The sound of laughter....
oh, God... not now!
Laughter is contagious. Hear someone laugh and it is hard not to join in. That is sometimes the problem. There are times when you're not supposed to laugh.
In broadcasting, you become very relaxed at your job. But there is still an underlying tension that sometimes causes trouble. Sometimes that tension causes one to get the giggles.
Every broadcaster knows this, and in local stations around the country, it has often been considered good sport to "break up" your colleague when he/she is on the air. You might slip some bogus copy into their pile of script. So, when he is reading farm market reports, he suddenly finds himself saying "heifers steady, bulls mounting". Or, reading some copy from a local car dealer, his copy may read "bring in your title and your wife and we'll dicker."
The great air personality Peter Tripp once told me of auditioning for an announcing job. The job prospect was reading a script and someone reached out with a cigarette lighter and set the script afire. But this is an aside... it was not to cause a laugh, but to see how the guy could handle an emergency. Still, it sounds like a good way to break a guy up!
I have been in recording sessions involving several announcers when someone suddenly got tickled over something. When it was their turn to talk, they just burst into laughter. Stop the tape. rewind. Take two. More laughter. Take three. This goes on until the laughter runs its course, and there is absolutely nothing you can do about it.
I remember two times when I was on the air and started laughing inapropriately. They are true stories and I hope friends or family of the people involved never read this, because I am embarrassed by it.

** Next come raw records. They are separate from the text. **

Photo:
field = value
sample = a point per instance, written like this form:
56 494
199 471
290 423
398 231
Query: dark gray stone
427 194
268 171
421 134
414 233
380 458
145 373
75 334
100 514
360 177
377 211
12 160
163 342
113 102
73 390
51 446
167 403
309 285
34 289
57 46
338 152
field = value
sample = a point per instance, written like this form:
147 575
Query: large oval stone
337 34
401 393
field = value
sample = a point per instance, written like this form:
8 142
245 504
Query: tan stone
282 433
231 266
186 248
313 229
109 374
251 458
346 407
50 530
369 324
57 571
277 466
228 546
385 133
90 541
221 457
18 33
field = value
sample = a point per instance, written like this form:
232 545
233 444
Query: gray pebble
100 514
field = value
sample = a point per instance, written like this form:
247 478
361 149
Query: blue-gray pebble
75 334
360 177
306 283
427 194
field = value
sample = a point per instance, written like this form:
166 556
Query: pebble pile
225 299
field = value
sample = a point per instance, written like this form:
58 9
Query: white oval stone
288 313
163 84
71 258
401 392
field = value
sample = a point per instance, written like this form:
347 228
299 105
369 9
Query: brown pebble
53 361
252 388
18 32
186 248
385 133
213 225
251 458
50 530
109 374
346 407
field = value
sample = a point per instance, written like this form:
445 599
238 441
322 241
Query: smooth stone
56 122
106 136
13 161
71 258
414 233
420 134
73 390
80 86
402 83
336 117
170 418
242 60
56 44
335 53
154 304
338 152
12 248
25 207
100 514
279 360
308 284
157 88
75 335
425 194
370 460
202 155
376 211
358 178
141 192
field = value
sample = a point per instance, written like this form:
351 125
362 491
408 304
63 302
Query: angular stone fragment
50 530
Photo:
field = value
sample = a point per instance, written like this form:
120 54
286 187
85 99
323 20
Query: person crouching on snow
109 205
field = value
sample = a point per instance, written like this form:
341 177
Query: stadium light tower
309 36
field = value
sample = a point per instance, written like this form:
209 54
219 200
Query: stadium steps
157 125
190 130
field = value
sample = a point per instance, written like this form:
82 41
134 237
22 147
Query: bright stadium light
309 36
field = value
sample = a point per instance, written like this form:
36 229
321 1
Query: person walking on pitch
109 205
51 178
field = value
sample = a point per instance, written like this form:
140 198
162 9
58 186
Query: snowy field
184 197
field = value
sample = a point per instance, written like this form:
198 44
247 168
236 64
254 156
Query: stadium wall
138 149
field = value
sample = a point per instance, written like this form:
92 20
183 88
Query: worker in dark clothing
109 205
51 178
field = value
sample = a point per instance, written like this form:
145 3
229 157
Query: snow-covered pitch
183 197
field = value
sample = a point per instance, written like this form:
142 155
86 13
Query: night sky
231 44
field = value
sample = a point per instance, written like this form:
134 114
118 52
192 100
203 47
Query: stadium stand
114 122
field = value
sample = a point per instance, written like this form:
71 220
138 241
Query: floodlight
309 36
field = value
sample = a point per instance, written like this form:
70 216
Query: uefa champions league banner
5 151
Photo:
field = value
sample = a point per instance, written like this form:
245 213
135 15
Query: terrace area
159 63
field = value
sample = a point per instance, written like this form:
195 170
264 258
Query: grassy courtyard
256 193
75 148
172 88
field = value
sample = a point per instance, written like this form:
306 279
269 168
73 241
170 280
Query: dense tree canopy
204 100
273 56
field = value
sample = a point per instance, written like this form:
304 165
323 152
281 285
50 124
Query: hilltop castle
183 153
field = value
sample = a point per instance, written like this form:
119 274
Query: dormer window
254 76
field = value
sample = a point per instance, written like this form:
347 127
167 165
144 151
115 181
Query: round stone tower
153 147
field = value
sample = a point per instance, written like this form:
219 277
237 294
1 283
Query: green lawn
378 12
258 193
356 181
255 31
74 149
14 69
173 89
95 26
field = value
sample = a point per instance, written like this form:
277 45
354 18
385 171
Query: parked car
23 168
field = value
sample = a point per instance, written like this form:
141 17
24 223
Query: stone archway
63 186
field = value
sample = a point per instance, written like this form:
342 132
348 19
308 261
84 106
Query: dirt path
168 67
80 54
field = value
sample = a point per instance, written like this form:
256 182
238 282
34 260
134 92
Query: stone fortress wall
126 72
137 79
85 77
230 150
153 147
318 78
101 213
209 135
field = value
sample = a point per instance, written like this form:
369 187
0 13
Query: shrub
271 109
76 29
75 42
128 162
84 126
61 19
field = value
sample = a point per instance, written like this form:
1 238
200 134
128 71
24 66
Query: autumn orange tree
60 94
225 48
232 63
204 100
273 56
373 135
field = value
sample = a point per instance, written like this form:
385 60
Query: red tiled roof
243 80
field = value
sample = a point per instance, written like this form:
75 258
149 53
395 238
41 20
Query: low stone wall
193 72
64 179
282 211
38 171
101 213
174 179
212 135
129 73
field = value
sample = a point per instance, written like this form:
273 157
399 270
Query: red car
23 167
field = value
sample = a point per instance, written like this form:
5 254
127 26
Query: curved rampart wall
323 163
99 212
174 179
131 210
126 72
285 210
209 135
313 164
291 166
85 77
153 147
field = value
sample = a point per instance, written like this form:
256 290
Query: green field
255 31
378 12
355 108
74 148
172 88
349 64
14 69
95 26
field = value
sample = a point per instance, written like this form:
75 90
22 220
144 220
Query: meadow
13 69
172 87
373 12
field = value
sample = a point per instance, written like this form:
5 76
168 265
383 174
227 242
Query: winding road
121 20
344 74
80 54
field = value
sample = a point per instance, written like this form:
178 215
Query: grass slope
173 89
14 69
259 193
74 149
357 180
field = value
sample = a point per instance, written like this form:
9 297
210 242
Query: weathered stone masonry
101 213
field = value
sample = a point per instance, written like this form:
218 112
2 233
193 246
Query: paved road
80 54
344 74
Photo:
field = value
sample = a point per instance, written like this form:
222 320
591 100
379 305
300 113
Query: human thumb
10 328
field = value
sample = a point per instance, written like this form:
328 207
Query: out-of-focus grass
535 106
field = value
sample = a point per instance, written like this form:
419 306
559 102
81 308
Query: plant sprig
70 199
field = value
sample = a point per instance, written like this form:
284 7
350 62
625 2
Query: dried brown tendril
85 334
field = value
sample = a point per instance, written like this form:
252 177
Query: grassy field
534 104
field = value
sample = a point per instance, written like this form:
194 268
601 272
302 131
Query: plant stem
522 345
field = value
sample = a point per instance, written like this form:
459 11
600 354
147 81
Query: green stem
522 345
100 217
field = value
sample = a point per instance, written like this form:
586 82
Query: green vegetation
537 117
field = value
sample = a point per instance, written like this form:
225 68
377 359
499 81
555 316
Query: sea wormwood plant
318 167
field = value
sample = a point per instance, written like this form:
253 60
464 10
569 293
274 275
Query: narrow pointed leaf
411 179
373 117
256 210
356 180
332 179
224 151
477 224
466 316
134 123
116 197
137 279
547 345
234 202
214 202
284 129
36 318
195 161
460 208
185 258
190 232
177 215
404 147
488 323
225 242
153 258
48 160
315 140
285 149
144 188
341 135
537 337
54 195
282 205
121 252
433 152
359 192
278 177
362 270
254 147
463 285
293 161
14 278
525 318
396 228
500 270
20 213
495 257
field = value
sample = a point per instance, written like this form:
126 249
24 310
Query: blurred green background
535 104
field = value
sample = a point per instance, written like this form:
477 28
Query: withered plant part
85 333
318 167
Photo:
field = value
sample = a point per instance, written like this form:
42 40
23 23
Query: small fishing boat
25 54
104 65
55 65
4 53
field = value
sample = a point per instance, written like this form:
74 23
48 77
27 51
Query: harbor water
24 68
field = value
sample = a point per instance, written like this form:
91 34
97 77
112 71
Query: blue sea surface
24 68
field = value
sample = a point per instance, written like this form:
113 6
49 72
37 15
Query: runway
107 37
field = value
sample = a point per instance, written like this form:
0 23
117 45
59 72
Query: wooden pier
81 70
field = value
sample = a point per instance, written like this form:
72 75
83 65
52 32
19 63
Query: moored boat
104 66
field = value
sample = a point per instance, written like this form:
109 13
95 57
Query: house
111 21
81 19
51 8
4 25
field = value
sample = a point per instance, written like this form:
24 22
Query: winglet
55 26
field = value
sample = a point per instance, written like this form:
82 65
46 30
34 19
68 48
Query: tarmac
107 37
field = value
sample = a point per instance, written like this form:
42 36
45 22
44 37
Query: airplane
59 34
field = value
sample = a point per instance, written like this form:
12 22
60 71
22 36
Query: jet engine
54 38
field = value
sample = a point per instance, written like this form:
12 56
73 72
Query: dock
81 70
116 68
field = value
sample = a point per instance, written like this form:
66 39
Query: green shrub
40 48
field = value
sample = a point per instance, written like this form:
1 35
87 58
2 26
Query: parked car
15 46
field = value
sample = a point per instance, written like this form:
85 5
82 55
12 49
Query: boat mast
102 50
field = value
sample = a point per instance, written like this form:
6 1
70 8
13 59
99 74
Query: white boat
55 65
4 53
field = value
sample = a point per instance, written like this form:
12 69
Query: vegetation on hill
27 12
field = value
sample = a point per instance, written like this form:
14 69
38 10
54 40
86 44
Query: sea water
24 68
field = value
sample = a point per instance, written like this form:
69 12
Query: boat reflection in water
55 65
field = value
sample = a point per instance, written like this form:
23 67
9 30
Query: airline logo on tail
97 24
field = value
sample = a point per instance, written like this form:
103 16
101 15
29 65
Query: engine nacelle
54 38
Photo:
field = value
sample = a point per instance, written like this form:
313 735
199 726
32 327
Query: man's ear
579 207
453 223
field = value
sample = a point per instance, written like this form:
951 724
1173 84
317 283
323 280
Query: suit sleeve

In local radio we often read news "cold"... that is, we saw the copy for the first time when we read it, live, on the air. The first story was about an elderly woman who lived alone, and very cold weather. Her neighbors did not see activity for some period of time and went to investigate. They found the woman dead in her home, with a small space heater operating full blast. The room had become very hot. The story went on to reveal that the woman's dog and her cat were also dead. Then the clincher... "even her goldfish, in a bowl, was dead." I lost it. Can't really explain why that was so funny, but I could not control the laughter.
The other story was about a guy who had a flat tire while driving on a busy hiway. He pulled onto the shoulder, got his spare, his jack and his lug wrench out of the trunk and changed the tire. (You can see this one coming.) When the guy finished changing the tire, he stood up, took a step backward, into the path of a speeding truck, was struck and killed. That is a sad and tragic story, but it hit me as hilarious. I could not stop laughing.
On the subject of broadcasting and laughter, there were also times when the broadcaster made his listeners laugh.. but he was unaware.
I once did a Sunday morning broadcast of gospel music, sponsored by a company that called itself "Tractor Parts and Farm Supply." After one broadcast, several listeners informed me that I had unknowingly called them "Tractor Farts and Parm Supply."
In the 1950s, a guy named Sheb Wooley made a record titled "Purple People Eater". The stations' deejays, naturally, referred to it off the air as "Purple Peter Eater." One day I played that record on the air. Soon after the record started, the statiion's receptionist came into the control room and asked what I had done. She said she answered the phone and a woman caller said only "Sam Bradley said...." then burst into uncontrollable laughter herself. I instantly knew what must have happened.
Another example did not involve me at all, thank goodness! In fact, I was driving in my car, listening to a network news broadcast... CBS, I think... and I believe the broadcaster was Lowell Thomas. It was during the Eisenhower era, and the story dealt with an Eisenhower visit to the city of Hershey, PA. I guess the story was brief and uninteresting, because Thomas embellished it with a brief ad lib, stating that "...thousands of Hersheyites turned out, with and without nuts." A live announcer was scheduled to read a commercial for Studebaker. He snorted and gasped through the copy, trying in vain to control his laughter.
Today's local radio has degenerated into little more than syndicated national talk shows, so live local radio is now more rare. Still, any time someone opens a microphone, there is always the danger that something, some insignificant, perhaps serious or even tragic something, will suddenly become very, very funny.